De naam van Cristiano Ronaldo zal voor altijd verbonden zijn aan die van Real Madrid, maar de huidige aanvaller van Juventus beleefde zijn grote doorbraak bij een andere Europese grootmacht. Voor zijn vertrek naar het Santiago Bernabéu speelde de Portugees zes jaar voor Manchester United, waarmee hij onder meer drie landstitels en de Champions League won. In dienst van the Red Devils begon hij zich bovendien van een typische buitenspeler te ontwikkelen tot de doelpuntenmachine die hij later in zijn loopbaan zou worden.
In gesprek met France Football blikt hij terug op de periode onder Sir Alex Ferguson waarin hij uitgroeide tot een echte doelpuntenmaker: "Dat deed ik door mijn hersens te gebruiken. Als je ook maar een beetje intelligentie hebt, kijk je om je heen en volg je het voorbeeld van anderen die dingen beter doen dan jij. Dat deed ik toen ik in Manchester samen speelde met jongens als Ryan Giggs, Paul Scholes, Ruud van Nistelrooij, Rio Ferdinand als je niets leert van dat soort jongens moet je wel een idioot zijn."

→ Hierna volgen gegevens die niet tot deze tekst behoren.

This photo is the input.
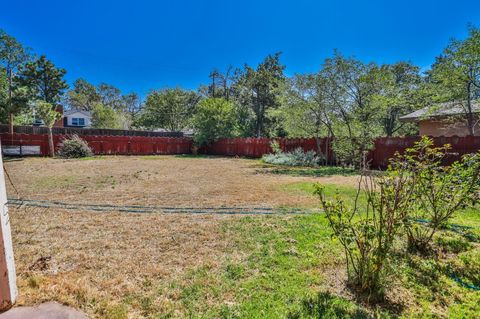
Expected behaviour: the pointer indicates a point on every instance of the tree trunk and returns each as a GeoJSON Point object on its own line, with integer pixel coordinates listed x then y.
{"type": "Point", "coordinates": [51, 148]}
{"type": "Point", "coordinates": [10, 123]}
{"type": "Point", "coordinates": [10, 117]}
{"type": "Point", "coordinates": [470, 120]}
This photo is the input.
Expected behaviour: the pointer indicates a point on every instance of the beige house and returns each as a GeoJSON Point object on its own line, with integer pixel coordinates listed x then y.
{"type": "Point", "coordinates": [447, 119]}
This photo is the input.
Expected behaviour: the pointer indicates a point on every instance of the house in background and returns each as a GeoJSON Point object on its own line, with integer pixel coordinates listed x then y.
{"type": "Point", "coordinates": [58, 123]}
{"type": "Point", "coordinates": [447, 119]}
{"type": "Point", "coordinates": [77, 118]}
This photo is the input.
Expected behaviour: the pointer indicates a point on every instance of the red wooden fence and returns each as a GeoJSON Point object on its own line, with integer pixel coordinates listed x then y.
{"type": "Point", "coordinates": [384, 149]}
{"type": "Point", "coordinates": [107, 145]}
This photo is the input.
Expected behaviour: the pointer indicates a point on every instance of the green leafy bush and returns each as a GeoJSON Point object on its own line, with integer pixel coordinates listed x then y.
{"type": "Point", "coordinates": [214, 119]}
{"type": "Point", "coordinates": [74, 147]}
{"type": "Point", "coordinates": [439, 191]}
{"type": "Point", "coordinates": [367, 231]}
{"type": "Point", "coordinates": [295, 158]}
{"type": "Point", "coordinates": [452, 243]}
{"type": "Point", "coordinates": [467, 266]}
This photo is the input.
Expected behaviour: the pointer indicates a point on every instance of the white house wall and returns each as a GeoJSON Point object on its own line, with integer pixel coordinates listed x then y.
{"type": "Point", "coordinates": [78, 115]}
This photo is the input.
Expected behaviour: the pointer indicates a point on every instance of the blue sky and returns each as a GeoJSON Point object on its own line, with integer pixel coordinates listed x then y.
{"type": "Point", "coordinates": [142, 45]}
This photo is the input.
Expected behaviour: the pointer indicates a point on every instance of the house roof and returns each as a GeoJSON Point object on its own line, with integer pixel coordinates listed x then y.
{"type": "Point", "coordinates": [440, 110]}
{"type": "Point", "coordinates": [73, 111]}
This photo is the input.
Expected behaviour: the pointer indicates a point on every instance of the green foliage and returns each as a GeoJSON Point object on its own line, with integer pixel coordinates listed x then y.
{"type": "Point", "coordinates": [295, 158]}
{"type": "Point", "coordinates": [214, 119]}
{"type": "Point", "coordinates": [170, 109]}
{"type": "Point", "coordinates": [105, 117]}
{"type": "Point", "coordinates": [399, 83]}
{"type": "Point", "coordinates": [260, 89]}
{"type": "Point", "coordinates": [367, 232]}
{"type": "Point", "coordinates": [306, 109]}
{"type": "Point", "coordinates": [43, 80]}
{"type": "Point", "coordinates": [452, 244]}
{"type": "Point", "coordinates": [467, 266]}
{"type": "Point", "coordinates": [12, 56]}
{"type": "Point", "coordinates": [439, 191]}
{"type": "Point", "coordinates": [3, 95]}
{"type": "Point", "coordinates": [83, 96]}
{"type": "Point", "coordinates": [74, 147]}
{"type": "Point", "coordinates": [276, 149]}
{"type": "Point", "coordinates": [46, 112]}
{"type": "Point", "coordinates": [455, 75]}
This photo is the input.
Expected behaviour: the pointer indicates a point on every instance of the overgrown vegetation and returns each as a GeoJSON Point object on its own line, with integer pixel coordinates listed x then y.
{"type": "Point", "coordinates": [74, 147]}
{"type": "Point", "coordinates": [439, 190]}
{"type": "Point", "coordinates": [297, 157]}
{"type": "Point", "coordinates": [415, 198]}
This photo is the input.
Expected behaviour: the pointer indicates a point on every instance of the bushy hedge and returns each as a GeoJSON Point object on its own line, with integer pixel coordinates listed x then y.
{"type": "Point", "coordinates": [295, 158]}
{"type": "Point", "coordinates": [74, 147]}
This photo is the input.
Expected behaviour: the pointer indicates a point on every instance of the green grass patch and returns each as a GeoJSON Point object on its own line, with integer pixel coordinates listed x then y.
{"type": "Point", "coordinates": [345, 193]}
{"type": "Point", "coordinates": [309, 171]}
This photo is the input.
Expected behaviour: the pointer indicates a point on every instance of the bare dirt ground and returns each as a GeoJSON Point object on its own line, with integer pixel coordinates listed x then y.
{"type": "Point", "coordinates": [93, 261]}
{"type": "Point", "coordinates": [161, 180]}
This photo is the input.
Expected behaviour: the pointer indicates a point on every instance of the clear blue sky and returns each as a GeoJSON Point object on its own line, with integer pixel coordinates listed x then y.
{"type": "Point", "coordinates": [141, 45]}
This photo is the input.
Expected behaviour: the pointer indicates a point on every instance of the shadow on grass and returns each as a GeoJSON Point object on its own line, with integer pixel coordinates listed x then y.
{"type": "Point", "coordinates": [197, 156]}
{"type": "Point", "coordinates": [326, 305]}
{"type": "Point", "coordinates": [309, 171]}
{"type": "Point", "coordinates": [13, 159]}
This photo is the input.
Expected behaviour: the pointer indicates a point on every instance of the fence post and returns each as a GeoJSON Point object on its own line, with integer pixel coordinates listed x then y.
{"type": "Point", "coordinates": [8, 285]}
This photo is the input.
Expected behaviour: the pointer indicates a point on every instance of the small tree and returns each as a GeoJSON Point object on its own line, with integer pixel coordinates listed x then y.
{"type": "Point", "coordinates": [49, 116]}
{"type": "Point", "coordinates": [214, 119]}
{"type": "Point", "coordinates": [171, 109]}
{"type": "Point", "coordinates": [439, 191]}
{"type": "Point", "coordinates": [104, 116]}
{"type": "Point", "coordinates": [367, 232]}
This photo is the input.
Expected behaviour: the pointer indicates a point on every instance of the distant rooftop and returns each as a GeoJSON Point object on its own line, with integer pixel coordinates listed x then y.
{"type": "Point", "coordinates": [440, 110]}
{"type": "Point", "coordinates": [73, 111]}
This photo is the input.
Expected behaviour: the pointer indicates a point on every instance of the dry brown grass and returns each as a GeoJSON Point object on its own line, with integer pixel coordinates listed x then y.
{"type": "Point", "coordinates": [161, 180]}
{"type": "Point", "coordinates": [94, 261]}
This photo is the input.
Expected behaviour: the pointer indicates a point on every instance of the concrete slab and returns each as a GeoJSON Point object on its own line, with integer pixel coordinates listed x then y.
{"type": "Point", "coordinates": [49, 310]}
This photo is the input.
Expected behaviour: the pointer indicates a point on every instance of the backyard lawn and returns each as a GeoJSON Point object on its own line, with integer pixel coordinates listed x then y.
{"type": "Point", "coordinates": [114, 264]}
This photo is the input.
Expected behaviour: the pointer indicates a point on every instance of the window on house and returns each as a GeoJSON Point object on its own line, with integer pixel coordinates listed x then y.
{"type": "Point", "coordinates": [78, 121]}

"Het doel is dan niet om hen na te doen, maar om dingen over te nemen van de besten en ze toe te passen op je eigen persoonlijkheid. Dat is wat ik heb gedaan. Ik had wat talent en ik heb naar hen gekeken. Sir Alex Ferguson heeft me veel geleerd en ik kreeg door dat ik de potentie had om doelpunten te maken, in plaats van alleen dribbelen en passen", gaat Ronaldo verder. "Ik begon te denken dat ik een complete speler kon worden zonder zwakke punten. Ik kon scoren met rechts, met links en met mijn hoofd, ik was en sterk en snel. Als je dit hebt, een echte werkethiek en een goede levensstijl, valt het ook vol te houden als je 34 en een half bent."

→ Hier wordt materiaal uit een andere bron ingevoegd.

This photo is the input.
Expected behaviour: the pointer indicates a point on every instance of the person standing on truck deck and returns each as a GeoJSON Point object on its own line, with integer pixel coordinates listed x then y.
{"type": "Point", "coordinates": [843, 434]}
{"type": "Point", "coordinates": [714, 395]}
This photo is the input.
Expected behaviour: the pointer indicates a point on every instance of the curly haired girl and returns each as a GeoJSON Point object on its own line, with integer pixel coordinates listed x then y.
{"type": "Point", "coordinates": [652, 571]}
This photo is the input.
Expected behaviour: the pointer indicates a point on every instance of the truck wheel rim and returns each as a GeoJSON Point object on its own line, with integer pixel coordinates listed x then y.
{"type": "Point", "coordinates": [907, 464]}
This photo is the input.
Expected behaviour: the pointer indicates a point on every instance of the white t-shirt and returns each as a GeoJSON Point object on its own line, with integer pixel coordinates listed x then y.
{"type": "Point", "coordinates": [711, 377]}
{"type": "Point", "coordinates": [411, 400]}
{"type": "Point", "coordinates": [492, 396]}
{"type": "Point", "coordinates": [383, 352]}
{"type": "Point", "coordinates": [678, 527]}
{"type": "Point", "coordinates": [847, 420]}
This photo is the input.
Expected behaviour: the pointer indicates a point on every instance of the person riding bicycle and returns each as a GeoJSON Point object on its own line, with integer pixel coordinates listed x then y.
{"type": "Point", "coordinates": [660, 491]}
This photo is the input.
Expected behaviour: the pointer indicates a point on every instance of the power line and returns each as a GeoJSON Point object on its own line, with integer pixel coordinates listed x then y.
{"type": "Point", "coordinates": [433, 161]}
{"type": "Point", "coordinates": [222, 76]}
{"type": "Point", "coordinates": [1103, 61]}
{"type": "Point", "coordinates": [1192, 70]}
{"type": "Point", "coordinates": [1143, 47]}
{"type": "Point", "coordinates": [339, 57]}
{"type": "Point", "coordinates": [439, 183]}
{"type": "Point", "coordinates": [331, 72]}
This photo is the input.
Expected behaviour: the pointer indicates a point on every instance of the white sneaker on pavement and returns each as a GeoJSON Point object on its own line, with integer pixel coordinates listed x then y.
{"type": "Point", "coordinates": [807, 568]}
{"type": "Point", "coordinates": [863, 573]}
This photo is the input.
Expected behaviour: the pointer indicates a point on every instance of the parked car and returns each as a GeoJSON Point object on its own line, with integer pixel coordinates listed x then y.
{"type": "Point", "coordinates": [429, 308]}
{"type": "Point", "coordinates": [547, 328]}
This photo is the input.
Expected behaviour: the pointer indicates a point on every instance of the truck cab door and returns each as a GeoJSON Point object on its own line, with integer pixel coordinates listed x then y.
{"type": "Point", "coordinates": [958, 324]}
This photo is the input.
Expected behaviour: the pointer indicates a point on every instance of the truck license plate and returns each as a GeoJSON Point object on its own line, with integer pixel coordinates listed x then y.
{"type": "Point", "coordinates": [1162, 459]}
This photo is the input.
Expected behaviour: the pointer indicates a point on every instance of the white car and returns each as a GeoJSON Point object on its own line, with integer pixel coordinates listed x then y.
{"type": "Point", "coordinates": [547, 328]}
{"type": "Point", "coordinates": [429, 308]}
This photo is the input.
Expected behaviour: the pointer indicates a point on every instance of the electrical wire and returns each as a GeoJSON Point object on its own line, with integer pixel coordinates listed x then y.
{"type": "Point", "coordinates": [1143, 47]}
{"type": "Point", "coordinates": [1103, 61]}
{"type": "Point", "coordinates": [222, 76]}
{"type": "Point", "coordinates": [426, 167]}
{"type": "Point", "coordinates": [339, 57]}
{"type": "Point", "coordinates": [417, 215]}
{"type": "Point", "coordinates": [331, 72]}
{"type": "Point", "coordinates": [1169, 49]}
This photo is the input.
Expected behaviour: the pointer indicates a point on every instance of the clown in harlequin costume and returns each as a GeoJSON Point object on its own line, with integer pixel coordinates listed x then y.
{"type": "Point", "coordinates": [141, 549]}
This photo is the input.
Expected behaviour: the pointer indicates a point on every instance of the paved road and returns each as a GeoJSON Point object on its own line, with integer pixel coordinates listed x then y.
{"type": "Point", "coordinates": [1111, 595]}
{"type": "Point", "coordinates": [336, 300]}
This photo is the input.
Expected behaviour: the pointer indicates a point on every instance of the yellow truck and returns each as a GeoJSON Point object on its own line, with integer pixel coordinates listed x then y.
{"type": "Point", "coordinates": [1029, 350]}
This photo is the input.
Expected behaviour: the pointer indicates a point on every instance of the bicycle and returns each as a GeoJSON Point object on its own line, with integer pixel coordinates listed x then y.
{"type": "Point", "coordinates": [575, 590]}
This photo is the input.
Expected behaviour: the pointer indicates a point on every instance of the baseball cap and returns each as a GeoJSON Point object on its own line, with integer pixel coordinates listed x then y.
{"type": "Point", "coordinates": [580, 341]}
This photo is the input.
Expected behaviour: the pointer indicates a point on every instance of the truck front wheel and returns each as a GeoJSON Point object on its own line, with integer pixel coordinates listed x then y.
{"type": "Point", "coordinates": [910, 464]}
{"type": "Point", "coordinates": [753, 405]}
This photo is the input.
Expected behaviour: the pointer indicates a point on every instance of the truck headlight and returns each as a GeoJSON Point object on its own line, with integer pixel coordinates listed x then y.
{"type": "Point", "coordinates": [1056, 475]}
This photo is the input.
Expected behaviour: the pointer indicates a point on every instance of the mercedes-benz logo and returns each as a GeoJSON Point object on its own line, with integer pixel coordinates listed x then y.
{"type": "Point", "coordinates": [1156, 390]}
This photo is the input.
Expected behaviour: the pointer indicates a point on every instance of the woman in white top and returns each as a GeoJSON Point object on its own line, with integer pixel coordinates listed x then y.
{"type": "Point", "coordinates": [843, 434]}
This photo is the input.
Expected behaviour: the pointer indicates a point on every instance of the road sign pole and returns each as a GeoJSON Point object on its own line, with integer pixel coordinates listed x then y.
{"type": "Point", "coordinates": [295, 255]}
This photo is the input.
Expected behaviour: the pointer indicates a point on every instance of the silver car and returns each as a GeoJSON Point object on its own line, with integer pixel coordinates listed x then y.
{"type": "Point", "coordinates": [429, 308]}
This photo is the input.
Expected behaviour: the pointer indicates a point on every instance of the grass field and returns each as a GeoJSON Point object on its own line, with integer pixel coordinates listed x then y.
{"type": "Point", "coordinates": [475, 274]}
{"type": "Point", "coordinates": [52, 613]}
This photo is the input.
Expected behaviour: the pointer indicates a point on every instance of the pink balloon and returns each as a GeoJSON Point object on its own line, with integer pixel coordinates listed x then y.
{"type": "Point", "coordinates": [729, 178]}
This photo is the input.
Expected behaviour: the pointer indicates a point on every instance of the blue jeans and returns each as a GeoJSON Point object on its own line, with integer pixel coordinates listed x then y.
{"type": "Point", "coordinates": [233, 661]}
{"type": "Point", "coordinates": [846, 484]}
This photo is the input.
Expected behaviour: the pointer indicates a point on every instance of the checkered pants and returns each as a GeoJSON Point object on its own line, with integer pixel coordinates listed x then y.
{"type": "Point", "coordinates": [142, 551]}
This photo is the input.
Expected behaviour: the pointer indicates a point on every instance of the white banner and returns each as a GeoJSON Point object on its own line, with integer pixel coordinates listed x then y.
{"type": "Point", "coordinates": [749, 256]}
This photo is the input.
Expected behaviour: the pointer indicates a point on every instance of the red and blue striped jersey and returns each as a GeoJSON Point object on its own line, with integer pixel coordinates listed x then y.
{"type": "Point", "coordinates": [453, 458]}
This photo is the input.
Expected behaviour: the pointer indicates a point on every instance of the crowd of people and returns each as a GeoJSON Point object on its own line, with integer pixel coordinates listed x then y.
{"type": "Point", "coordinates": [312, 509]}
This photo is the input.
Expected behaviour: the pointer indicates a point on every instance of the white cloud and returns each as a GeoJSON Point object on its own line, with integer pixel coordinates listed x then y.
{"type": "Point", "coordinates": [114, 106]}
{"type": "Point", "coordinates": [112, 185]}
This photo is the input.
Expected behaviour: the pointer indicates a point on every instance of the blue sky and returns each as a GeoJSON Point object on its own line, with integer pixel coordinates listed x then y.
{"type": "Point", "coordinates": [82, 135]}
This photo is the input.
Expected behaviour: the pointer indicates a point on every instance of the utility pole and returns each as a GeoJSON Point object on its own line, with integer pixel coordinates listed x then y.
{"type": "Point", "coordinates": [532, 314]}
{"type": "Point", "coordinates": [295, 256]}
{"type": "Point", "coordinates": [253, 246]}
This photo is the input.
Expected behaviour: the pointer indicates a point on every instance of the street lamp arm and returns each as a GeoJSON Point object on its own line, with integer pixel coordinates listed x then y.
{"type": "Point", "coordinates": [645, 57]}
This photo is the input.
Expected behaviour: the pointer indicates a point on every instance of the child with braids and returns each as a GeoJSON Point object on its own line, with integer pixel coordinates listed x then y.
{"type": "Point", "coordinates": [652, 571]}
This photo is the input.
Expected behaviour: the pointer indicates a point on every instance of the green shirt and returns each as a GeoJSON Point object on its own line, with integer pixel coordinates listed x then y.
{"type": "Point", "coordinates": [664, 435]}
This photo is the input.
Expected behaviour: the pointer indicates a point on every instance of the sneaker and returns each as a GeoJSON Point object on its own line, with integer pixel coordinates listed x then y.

Als voorbeeld verwijst Ronaldo naar de Champions League-wedstrijd tegen Lokomotiv Moskou, die vorige week een moeizame 2-1 overwinning opleverde. "Zij weigerden te voetballen en parkeerden de bus voor hun eigen goal. Het was moeilijk om te scoren. Dat lukte me uiteindelijk niet en na de wedstrijd was ik gefrustreerd. Dat is normaal, het belangrijkste is dat het team wint. Maar daarna ging ik terug naar de kleedkamer en kwam ik tot rust. Na de wedstrijd ging ik uit eten met vrienden, ik kwam vier uur 's nachts pas thuis. Daarna nam ik nog een ijsbad voordat ik naar bed ging. Ik sliep tot tien uur, at mijn ontbijt en om elf uur ging ik naar de fitnesszaal. Als je deze discipline niet dagelijks weet vol te houden, blijf je nooit vijftien jaar lang aan de top staan."